Kelebihan utama Thurber justru bukan merajut kesan bombastis (pilihan sudut gambarnya kurang “memuja” kehancuran megah layaknya Peyton), melainkan timing. Thurber tahu kapan mesti memunculkan sebuah momen supaya menghentak, mengejutkan, bahkan menegangkan, tidak peduli seberapa jauh momen itu dari nalar. Kebodohan Skyscraper memang kerap keterlaluan, namun kombinasi Thurber-Johnson di tatanan laga nyatanya bukan bencana. Hukumnya selalu sama: ketika anda mendatangi bioskop murni mencari hiburan, lalu melihat wajah Dwayne Johnson di poster, tak perlu mengecek premis atau judul. Santap saja, dan seperti narkoba, kenikmatan sesaat niscaya anda rasakan.

14 komentar :

Comment Page:
Badminton Battlezone mengatakan...

Mungkin kita udah dibrainwash sejak jaman wwf smackdown. Sekalah apapun musuh,kalau the rock sudah datang,hal epic terjadi dan yang tak mungkin bisa menjadi mungkin. "if you smell what the rock is cookin"

Muhammad Faisal Aulia mengatakan...

Kebetulan saya nonton ini semalam bareng sama Ant-Man and Asap, jujur saja film bodoh sejujur nya adalah Ant Man, that is naskah garing, boring , pening, bikin pusing lagi. Malah saya lebih salut upaya dan lbh merasakan ketegangan di Skyscrapers. #gantisutradarantman #kembalikan Edgar Wright

Saya bukan pencari hiburan, tp honestly hiburan penuh kebodohan hanya di Ant Man. Sekian :v

Rasyidharry mengatakan...

@Badminton Oyeah, di atas ring semua kudu sembah sujud sama The Rock!

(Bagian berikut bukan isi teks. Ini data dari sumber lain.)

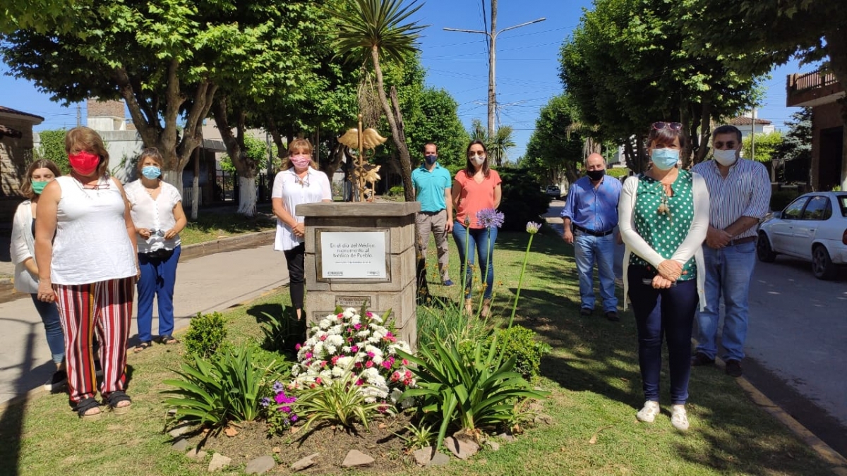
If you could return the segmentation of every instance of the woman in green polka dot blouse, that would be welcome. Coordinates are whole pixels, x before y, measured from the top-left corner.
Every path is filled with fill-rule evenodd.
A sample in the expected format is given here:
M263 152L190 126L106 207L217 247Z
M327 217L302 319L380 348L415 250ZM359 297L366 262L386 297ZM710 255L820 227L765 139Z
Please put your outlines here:
M635 314L639 365L646 401L636 413L652 423L660 412L662 338L667 340L671 424L688 429L685 401L690 374L691 328L698 302L706 302L701 245L709 226L703 178L679 169L688 144L682 125L656 122L647 136L651 167L623 184L618 204L623 293ZM626 300L623 308L626 309Z

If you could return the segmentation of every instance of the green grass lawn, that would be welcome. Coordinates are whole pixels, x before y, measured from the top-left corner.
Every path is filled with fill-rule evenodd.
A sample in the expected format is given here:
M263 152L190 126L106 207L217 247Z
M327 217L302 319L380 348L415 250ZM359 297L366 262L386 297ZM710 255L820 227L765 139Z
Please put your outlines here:
M508 316L529 235L502 233L495 252L495 311ZM452 278L458 263L451 242ZM429 263L434 267L435 246ZM429 280L433 294L458 298L458 286ZM280 289L227 313L235 340L257 338L261 312L280 313L288 302ZM717 368L692 374L690 429L678 433L667 413L653 424L639 423L643 403L636 359L635 327L630 312L619 323L599 314L579 314L579 291L571 246L555 235L536 235L527 266L516 323L534 329L553 346L534 385L551 395L543 412L552 424L530 427L498 451L482 451L468 461L453 459L440 468L402 473L463 475L707 475L830 474L830 468L781 423L753 404L734 379ZM130 356L132 411L107 413L93 423L80 421L64 395L41 394L13 405L0 416L0 474L15 476L97 474L199 475L205 465L172 451L163 433L167 408L163 379L181 360L181 346L155 346ZM667 363L666 363L667 367ZM667 377L667 376L666 376ZM591 442L595 435L595 441ZM278 443L268 440L268 451ZM283 449L285 451L285 449ZM243 470L243 468L241 468ZM279 474L289 474L279 467ZM238 468L222 474L238 474ZM307 471L306 473L319 473ZM382 474L379 468L349 474ZM397 473L400 474L400 473Z

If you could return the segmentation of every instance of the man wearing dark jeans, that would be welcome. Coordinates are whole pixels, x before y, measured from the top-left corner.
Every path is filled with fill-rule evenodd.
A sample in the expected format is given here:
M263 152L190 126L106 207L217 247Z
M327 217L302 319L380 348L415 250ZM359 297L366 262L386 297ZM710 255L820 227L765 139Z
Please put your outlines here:
M770 209L771 180L765 167L740 158L741 131L722 125L712 133L713 160L695 165L709 189L709 230L703 245L706 263L706 309L697 315L694 366L715 363L719 305L725 313L721 340L726 373L740 377L750 316L748 295L756 264L759 220Z

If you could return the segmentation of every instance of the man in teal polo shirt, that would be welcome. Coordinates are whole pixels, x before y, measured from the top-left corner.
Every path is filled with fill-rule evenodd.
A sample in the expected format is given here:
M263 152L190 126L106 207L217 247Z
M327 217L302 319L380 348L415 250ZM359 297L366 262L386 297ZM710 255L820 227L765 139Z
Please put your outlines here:
M441 282L453 285L447 270L447 235L453 230L453 204L451 199L450 172L438 164L438 147L433 142L424 145L424 163L412 171L415 199L421 203L416 224L420 237L421 252L426 257L429 231L435 235L438 248L438 269Z

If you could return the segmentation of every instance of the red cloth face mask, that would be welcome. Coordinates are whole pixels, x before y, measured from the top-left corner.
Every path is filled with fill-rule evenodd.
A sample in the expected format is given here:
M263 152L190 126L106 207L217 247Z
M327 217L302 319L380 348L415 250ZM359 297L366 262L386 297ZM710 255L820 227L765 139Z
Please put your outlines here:
M97 169L100 165L100 156L85 151L79 153L68 154L68 162L77 174L88 176Z

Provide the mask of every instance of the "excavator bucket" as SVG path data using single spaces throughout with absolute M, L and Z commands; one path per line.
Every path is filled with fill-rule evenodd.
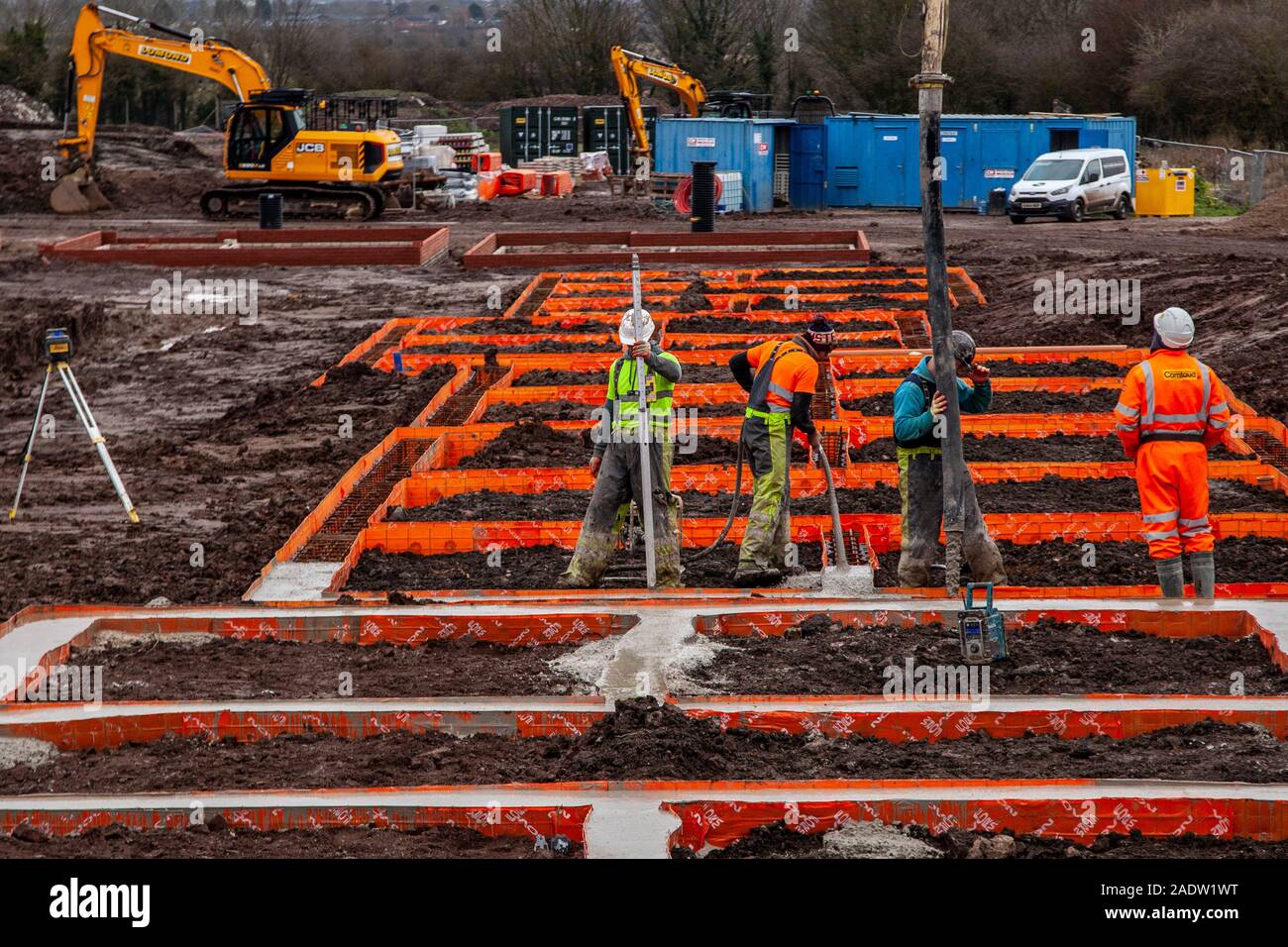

@Muhammad Oh sure. Ant-Man has to be stupid. Kalau nggak mana bisa jalan itu plot manusia semut. There's a big different between "out-of-this-world-stupid" sama "really-really-stupid". Tapi kalau Edgar Wright balik jadi sutradara, well, could be interesting. Selama mau diatur. Kalau nggak, buang aja :D

Anonim mengatakan...

Jadi ingat salman khan di film film blockbusternya xD

Maskur mengatakan...

Selalu terhibur sama si botak ini mah :)

Nas mengatakan...

G pernah minat nnton di bioskop untuk film2 yg dibintangi The Rock (kecuali franchise FF) . Aktingnya jelek, ngejokes juga terasa kaku bagi gue.

Rasyidharry mengatakan...

@nasrullah Ya emang nggak perlu akting kelas Oscar buat film-film stupid fun begini. Bisa kurang cocok malah. Dan The Rock punya karisma, star power, yang di blockbuster, sama, malah kadang lebih dibutuhkan dari akting. Well, that's part of "acting" too.

Unknown mengatakan...

Posternys seperti kurang meyakinkan

Unknown mengatakan...

Banyak hal aneh sih di jalan ceritanya dan terselamatnya karna Dwayne Johnson jadi intinya nontonnya gak usah mikirlah cukup nikmatin adegan action nya dan kita bakalan terhibur

Anonim mengatakan...

kok gka paham ya? emang apa hubungannya sama edgar wright?

Nas mengatakan...

Bagi gue sih dia boring. Untuk tim botak, masih berkarisma Bruce willis, Jason Stathan atau Johnny Sins. 😂😂

Rasyidharry mengatakan...

@nasrullah Nah beda jenis karisma itu. Statham & Willis itu gahar, kalau The Rock family guy.

Unknown mengatakan...

kalau nonton film the rock ngakak terus bawaannya masih teringat San Andreas tau ada mega tsunami bukannya kabur eh malah di terjang pakai kapal sama Rampage The Rock ngalahin buaya monster raksasa one on one wedaaan serasa nonton Chuck Norris tapi justru itu sih yg bikin filmnya The Rock iconic.

Rasyidharry mengatakan...

@Asep Haha yes, itu dia. Action hero ala-ala 80-90an yang sendirian bisa ngalahin apa pun. Di Hollywood modern cuma The Rock yang gitu. Kalau Bollywood paling Salman.